I am using an Azure Data Science Virtual Machine which has a P100 GPU.
This is what I am doing:
- Load Densenet201 with precompute=True
- bs = 64 ( I tried 400 | 300 | 200 | 100), the GPU memory used is 4 Gigs of 16 Gigs Available
- sz = 399
I am getting Memory Error, even though I am using just 30% of the total GPU memory available to me. Can anyone help me with this?
Stack Trace:
MemoryError Traceback (most recent call last)
in ()
----> 1 learn = ConvLearner.pretrained(arch, data, precompute=True, ps=0.5, xtra_fc=[10000, 10000])
~/fastai/courses/dl1/fastai/conv_learner.py in pretrained(cls, f, data, ps, xtra_fc, xtra_cut, precompute, **kwargs)
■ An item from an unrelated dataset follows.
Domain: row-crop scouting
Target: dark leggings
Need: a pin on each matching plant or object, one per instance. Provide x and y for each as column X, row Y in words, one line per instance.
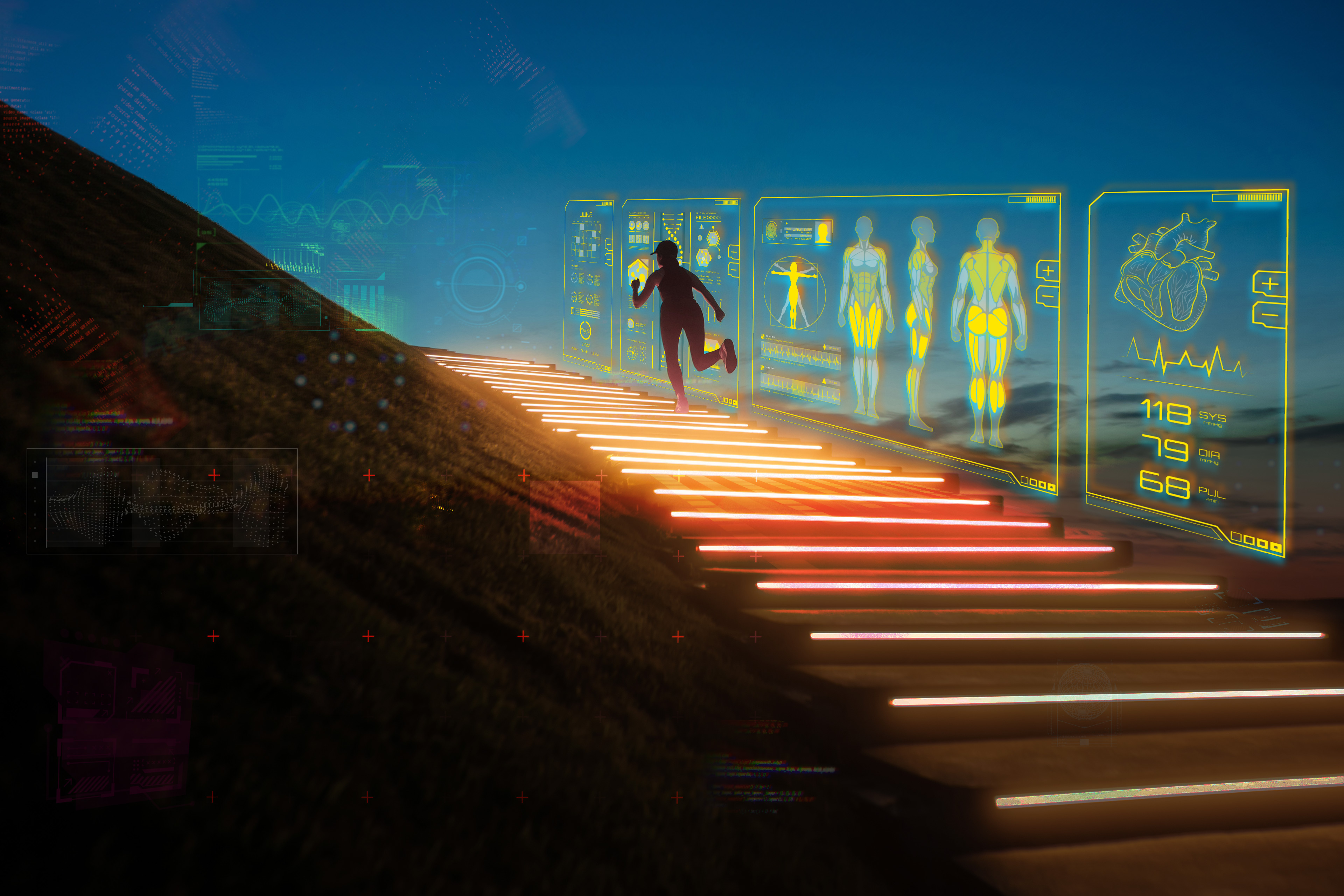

96 def pretrained(cls, f, data, ps=None, xtra_fc=None, xtra_cut=0, precompute=False, **kwargs):
97 models = ConvnetBuilder(f, data.c, data.is_multi, data.is_reg, ps=ps, xtra_fc=xtra_fc, xtra_cut=xtra_cut)
—> 98 return cls(data, models, precompute, **kwargs)
99
100 @property
~/fastai/courses/dl1/fastai/conv_learner.py in init(self, data, models, precompute, **kwargs)
89 elif self.metrics is None:
90 self.metrics = [accuracy_thresh(0.5)] if self.data.is_multi else [accuracy]
—> 91 if precompute: self.save_fc1()
92 self.freeze()
93 self.precompute = precompute
~/fastai/courses/dl1/fastai/conv_learner.py in save_fc1(self)
141 m=self.models.top_model
142 if len(self.activations[0])!=len(self.data.trn_ds):
–> 143 predict_to_bcolz(m, self.data.fix_dl, act)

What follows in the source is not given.